La bibliothèque est en feu !
René Char aurait eu cent ans le 14 juin. Auteur d’un recueil prémonitoire, « La bibliothèque est en feu », son itinéraire (en particulier ses relations avec les peintres) est exposé à la Bibliothèque nationale de France, à Paris, jusqu’au 29 juillet. Si le nom de Guy Môquet sera célébré à chaque rentrée scolaire, sur décision du président Sarkozy, un hommage tout particulier mérite d’être donné à l’immense René Char, poète, résistant, insurgé, auteur d’une œuvre conséquente, le premier poète à se voir publié de son vivant dans la prestigieuse collection La Pléiade.

« La Bibliothèque est en feu » fut à l’origine un message codé de la Résistance qui annonçait un parachutage. Aujourd’hui, le poète met le feu à la Bibliothèque nationale de France. Et qui empêchera ce colosse d’un mètre quatre-vint-douze de le faire ?

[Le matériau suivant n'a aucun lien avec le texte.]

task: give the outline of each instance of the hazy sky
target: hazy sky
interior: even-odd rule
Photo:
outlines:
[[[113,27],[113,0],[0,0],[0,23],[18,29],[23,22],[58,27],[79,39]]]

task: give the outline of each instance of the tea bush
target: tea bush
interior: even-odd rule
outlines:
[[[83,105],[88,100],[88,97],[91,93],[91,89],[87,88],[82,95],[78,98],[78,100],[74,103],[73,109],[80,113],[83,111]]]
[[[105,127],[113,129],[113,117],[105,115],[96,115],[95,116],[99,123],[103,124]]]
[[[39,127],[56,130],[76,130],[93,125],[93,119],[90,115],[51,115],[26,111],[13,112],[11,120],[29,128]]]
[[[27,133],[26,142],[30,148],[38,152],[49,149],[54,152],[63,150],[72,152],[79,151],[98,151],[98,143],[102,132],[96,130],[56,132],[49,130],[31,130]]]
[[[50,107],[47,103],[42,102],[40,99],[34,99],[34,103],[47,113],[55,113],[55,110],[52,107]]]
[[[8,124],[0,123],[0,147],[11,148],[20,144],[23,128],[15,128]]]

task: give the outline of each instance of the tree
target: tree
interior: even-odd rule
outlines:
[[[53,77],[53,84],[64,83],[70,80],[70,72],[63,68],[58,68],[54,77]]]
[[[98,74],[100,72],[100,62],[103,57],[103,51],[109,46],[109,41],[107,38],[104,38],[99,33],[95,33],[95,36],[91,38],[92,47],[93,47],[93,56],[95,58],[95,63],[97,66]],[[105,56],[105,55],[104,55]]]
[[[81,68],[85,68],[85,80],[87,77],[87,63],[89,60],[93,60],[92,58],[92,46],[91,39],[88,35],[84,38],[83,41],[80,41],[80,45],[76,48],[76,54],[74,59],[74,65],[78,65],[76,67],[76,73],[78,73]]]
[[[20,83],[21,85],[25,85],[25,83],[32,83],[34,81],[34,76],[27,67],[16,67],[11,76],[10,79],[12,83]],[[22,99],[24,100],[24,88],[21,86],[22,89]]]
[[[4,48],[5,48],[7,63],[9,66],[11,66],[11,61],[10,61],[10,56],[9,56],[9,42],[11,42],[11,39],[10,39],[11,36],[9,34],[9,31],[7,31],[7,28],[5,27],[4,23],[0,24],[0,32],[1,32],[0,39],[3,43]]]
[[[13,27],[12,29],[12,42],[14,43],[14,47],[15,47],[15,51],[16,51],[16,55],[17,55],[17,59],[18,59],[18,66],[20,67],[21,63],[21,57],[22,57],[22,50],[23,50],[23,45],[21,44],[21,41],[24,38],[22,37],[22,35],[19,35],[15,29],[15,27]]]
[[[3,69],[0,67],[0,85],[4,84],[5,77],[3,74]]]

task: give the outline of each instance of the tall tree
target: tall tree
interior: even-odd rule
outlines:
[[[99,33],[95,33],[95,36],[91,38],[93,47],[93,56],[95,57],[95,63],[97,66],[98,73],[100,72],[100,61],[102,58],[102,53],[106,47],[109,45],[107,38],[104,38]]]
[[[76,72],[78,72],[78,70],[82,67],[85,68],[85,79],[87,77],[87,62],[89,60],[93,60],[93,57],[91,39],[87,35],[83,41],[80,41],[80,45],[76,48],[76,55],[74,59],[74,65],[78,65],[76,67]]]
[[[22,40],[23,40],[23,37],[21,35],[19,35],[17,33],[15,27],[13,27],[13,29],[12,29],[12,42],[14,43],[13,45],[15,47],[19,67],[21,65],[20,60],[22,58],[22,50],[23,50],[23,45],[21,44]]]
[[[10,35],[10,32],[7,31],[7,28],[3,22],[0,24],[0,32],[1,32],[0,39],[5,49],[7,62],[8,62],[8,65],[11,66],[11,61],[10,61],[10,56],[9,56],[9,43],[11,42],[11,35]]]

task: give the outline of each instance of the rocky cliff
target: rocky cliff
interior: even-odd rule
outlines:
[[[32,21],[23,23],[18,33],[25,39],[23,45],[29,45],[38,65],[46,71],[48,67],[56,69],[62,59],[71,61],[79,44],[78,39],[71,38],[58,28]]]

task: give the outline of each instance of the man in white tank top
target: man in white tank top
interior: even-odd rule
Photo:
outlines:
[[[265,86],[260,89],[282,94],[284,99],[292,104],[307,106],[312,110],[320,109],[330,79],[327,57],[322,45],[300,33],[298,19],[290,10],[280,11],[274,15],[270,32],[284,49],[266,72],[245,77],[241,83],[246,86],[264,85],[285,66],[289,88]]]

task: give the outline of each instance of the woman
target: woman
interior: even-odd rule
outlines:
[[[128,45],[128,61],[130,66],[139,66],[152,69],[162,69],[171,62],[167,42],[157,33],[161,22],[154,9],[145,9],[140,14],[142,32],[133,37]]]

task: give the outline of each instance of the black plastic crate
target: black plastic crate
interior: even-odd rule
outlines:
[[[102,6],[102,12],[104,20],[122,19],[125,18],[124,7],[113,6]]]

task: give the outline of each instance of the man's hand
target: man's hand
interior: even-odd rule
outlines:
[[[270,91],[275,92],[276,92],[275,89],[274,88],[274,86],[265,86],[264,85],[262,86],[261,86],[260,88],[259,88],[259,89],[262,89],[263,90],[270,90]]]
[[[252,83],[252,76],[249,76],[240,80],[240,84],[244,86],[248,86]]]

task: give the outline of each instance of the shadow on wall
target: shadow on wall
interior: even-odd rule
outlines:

"La Bibliothèque est en feu" est aussi le titre d’un bref recueil de René Char qui avait pris sa part dans la Résistance sous le nom de Capitaine Alexandre. Sa Résistance, René Char, l’a consignée dans le recueil "Feuillets d’Hypnos", son carnet de maquis en quelque sorte. Ce recueil conserve toute sa force originelle tout comme les sentences de René Char trouvent encore un écho actuel. En politique, ils sont plusieurs à avoir fait leur devise de la formule "Ce qui vient au monde pour ne rien troubler ne mérite ni égards ni patience" ("Fureur et mystère"). Mais d’autres mots du poète résonnent encore de manière étrangement actuelle : "Le poète est la partie de l’homme réfractaire aux projets calculés.", " Ne t’attarde pas à l’ornière des résultats", "Ils refusaient les yeux ouverts ce que d’autres acceptent les yeux fermés ". "Agir en primitif et prévoir en stratège", écrit-il dans "Feuillets d’Hypnos" et ceci vaudrait encore comme un bon conseil en politique.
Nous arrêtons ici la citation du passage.